Trooper Jack Richardson of the Highway Patrol administered the breathalyzer test to defendant. Richardson testified that he holds certificate number 2109 from the Department of Human Resources stating that he is qualified as a breathalyzer operator. Defendant argues that though Richardson may indeed have held such a permit on 27 September, the day of trial, there is no evidence that he held such a permit on the prior 27 March, the day of the offense.

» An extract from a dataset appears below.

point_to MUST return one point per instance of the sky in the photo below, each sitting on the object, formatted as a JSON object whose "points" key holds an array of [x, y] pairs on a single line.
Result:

Our holding, based upon the Supreme Court decision in State v. Eubanks, 283 N.C. 556, 196 S.E. 2d 706, reh. denied 285 N.C. 597 (1973), is that the State presented sufficient evidence to satisfy G.S. 20-139.1(b). In Eubanks, the administering officer “testified that he attended the breathalyzer operator’s school” and that “he received a certificate issued by the North Carolina State Board of Health.” Id. at 563, 196 S.E. 2d at 710. (Prior to the 1975 amendment of the statute, the Commission for Health Services was the appropriate agency to issue permits.) The court found this testimony to be sufficient to establish the admissibility of the test results. No mention was made of the fact that the testimony did not establish when the permit had been issued.

We believe that in the case sub judice Richardson’s testimony provides the basis for a reasonable inference that he possessed the valid permit at the time he administered the test. Nothing appears to the contrary; in fact, Richardson testified in *306detail about the simulator test he ran before testing defendant, saying that when he got a reading he knew, “according to my training,” that it was within the permissible limits.

We find that defendant received a fair trial, free from prejudicial error.

No error.

Judges MARTIN (Robert M.) and ERWIN concur.